Partnering with TIAA-CREF on a construction sweatshop in Long Island City are developer O'Connor Capital Partners and its general contractor McGowan Builders. McGowan subcontracts to firms that do not provide their workers with retirement plans or health care benefits and pay far less than the area standard wage. Responsible contractors cannot compete with such exploitative conditions, which lead to a race to the bottom.
McGowan Builders has subcontracted much of its work on the building project to DeGraw Construction, whose owner Anthony Scibelli was described in a Daily News article on February 6, 2011, entitled, "Gambino crime family quietly made millions building high-rise condos across the city," as a "mob associate" of members of the notorious Gambino crime family.
In 2005, O'Connor Capital Partners and Richard Kalikow purchased the huge Manhattan House apartment complex on Manhattan's Upper East Side with the intention of converting it to condominiums. The new owners were accused of using high-pressure tactics to force out tenants who did not want to purchase their apartments. O'Connor bought out Kalikow in 2007, and in 2009 the company faced more disputes with remaining tenants and buyers after it experienced problems with its financing and fell behind on making extensive renovations. Among the tenants were seniors in rent-stabilized apartments who did not want to be displaced.
In April 2012, three men working on the exterior of Manhattan House had to be rescued when their scaffold collapsed. As of September 2012, according to the New York City Department of Buildings website, Manhattan House had 125 complaints and 197 violations.
In August 2012, New York's Joint Commission on Public Ethics announced that O'Connor Capital Partners would pay a fine of $2,500 for failing to file a required lobbying disclosure report.
The Occupational Safety and Health Administration (OSHA) fined McGowan Builders in 2009 and 2011 for multiple serious violations in connection with workers falling from heights at nonunion sites in Manhattan. After being sued for negligence in its role as construction manager at a site in New Jersey where a steel structure collapsed in 2006, McGowan and other parties resolved the case out of court. In 2008, McGowan and other parties also settled out of court after being sued over water damage caused to the French-Japanese Educational Institute in New York during a rooftop project supervised by McGowan.
In January 2011 Anthony Scibelli, owner of DeGraw Construction Group Inc. as well as VMS Consulting Inc. and Hunter-Atlantic Inc., was indicted along with seven other individuals in federal court in Brooklyn (Read Indictment). They were alleged to be members of the Gambino organized crime family and were charged with racketeering conspiracy and extortion conspiracy. Scibelli was specifically charged conspiring to extort cash payments from a condo developer in Brooklyn.

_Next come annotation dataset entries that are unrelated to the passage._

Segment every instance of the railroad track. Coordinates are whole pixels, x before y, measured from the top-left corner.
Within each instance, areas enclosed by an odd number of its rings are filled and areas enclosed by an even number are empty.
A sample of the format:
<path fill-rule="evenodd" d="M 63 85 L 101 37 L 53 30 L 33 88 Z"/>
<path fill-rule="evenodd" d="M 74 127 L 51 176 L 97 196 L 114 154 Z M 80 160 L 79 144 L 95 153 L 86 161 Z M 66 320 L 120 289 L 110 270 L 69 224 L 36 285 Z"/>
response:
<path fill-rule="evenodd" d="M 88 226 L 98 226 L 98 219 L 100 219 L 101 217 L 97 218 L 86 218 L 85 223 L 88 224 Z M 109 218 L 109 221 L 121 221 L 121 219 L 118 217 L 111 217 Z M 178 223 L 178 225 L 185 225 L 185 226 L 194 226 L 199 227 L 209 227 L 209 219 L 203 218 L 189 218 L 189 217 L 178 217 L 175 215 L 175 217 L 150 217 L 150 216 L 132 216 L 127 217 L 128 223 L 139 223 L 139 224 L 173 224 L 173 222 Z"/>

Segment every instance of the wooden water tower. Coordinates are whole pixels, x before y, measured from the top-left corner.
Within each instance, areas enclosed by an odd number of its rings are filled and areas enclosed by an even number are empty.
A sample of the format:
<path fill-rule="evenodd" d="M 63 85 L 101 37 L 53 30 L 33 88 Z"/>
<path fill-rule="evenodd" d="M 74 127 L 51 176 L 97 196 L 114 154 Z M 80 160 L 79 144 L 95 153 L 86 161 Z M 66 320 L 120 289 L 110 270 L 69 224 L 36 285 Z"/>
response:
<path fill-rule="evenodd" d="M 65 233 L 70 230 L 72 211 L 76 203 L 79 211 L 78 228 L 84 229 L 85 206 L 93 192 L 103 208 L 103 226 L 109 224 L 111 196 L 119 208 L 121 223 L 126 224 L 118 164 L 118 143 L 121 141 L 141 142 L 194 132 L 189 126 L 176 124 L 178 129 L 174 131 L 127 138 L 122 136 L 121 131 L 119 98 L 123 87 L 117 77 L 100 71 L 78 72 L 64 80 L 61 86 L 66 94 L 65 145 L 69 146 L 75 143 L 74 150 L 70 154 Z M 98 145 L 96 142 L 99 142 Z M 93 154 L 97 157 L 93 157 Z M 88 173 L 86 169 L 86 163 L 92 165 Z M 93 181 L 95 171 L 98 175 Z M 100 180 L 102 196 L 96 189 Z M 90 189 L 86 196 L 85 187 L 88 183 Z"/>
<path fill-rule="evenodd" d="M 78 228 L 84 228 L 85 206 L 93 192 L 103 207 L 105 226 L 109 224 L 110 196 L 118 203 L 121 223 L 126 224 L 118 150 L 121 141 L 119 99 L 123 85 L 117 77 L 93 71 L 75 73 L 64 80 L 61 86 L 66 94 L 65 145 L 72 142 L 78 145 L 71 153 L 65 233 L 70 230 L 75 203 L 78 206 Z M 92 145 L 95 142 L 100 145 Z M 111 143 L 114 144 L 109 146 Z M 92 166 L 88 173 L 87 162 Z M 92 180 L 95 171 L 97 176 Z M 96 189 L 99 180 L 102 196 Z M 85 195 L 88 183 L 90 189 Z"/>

In February 2012 Scibelli agreed to plead guilty to racketeering conspiracy. Sentencing was originally scheduled for June 2012, but the matter has apparently not been resolved. In November 2012 Scibelli's lawyers submitted a memorandum to the court (Read Memorandum in Aid of Sentencing) arguing that he should be sentenced to five years of probation. The memorandum mentions that this case is actually the second time in the past five years that Scibelli has pleaded guilty to a serious federal felony.